The ret/PTC oncogene, rearranged form of the ret proto-oncogene (c-ret), has been detected specifically in a minority of papillary thyroid carcinomas. Three forms of the ret/PTC oncogene have been identified; the two most common forms, ret/PTC-1 and ret/PTC-3, both result from a paracentric inversion, of the long arm of chromosome 10. In this study, we have successfully amplified the chimeric introns resulting from these inversions, ranging from 1.4 to 10 kb, from four of five tumors known to contain the ret/PTC-1 oncogene (where c-ret rearranges with the H4 gene), and from 1/1 tumors containing the ret/PTC-3 oncogene (where c-ret rearranges with the ele1 gene). We localized the breakpoints within the chimeric introns using nested PCR, and determined the exact nucleotide sequence at the breakpoint for each tumor. Our results indicate that the breakpoints in c-ret occur at sites distributed across intron 11, where breaks in H4 intron 1 appear more frequently at the 5'- end of the intron. Interestingly, in all tumors that we investigated, the breakpoints occurred at sits of two or three nucleotide matches between the contributing germline sequences. In summary, we describe a simple, convenient way to investigate the ret/PTC breakpoints, and have revealed several common features of the breakpoints which warrant further investigations.

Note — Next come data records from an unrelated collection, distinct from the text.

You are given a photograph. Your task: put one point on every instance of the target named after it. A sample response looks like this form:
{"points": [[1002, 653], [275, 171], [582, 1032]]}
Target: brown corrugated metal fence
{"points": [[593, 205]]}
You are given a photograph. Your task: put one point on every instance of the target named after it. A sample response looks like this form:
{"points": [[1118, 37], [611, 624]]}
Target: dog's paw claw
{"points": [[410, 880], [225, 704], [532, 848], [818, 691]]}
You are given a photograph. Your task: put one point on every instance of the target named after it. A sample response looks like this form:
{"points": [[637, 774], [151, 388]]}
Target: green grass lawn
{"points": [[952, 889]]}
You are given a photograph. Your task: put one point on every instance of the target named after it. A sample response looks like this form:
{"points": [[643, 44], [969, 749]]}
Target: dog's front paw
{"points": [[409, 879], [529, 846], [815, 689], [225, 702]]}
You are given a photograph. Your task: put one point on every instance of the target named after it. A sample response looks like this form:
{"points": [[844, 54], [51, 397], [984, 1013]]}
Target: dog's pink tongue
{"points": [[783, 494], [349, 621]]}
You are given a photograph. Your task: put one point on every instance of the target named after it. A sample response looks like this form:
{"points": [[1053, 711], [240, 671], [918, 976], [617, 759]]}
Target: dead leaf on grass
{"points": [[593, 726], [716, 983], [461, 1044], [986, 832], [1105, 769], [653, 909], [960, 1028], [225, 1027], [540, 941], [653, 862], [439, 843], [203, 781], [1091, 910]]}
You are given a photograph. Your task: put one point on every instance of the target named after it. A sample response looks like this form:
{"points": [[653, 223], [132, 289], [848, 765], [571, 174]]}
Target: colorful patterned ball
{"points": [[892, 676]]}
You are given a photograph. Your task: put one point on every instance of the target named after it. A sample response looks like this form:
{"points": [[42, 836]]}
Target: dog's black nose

ret/PTC癌基因是原癌基因ret(c-ret)的重排形式,已在少数甲状腺乳头状癌中被特异性检测到。已鉴定出ret/PTC癌基因的三种形式;两种最常见的形式,ret/PTC-1和ret/PTC-3,均由10号染色体长臂的臂间倒位产生。在本研究中,我们成功地从已知含有ret/PTC-1癌基因(其中c-ret与H4基因重排)的五例肿瘤中的四例,以及含有ret/PTC-3癌基因(其中c-ret与ele1基因重排)的1/1例肿瘤中,扩增出了由这些倒位产生的长度在1.4至10 kb之间的嵌合内含子。我们使用巢式PCR将断点定位在嵌合内含子内,并确定了每个肿瘤断点处的确切核苷酸序列。我们的结果表明,c-ret中的断点发生在11号内含子分布的位点,其中H4内含子1中的断点在该内含子的5'端出现得更频繁。有趣的是,在我们研究的所有肿瘤中,断点发生在相关种系序列之间有两到三个核苷酸匹配的位点。总之,我们描述了一种简单、便捷的方法来研究ret/PTC断点,并揭示了断点的几个共同特征,值得进一步研究。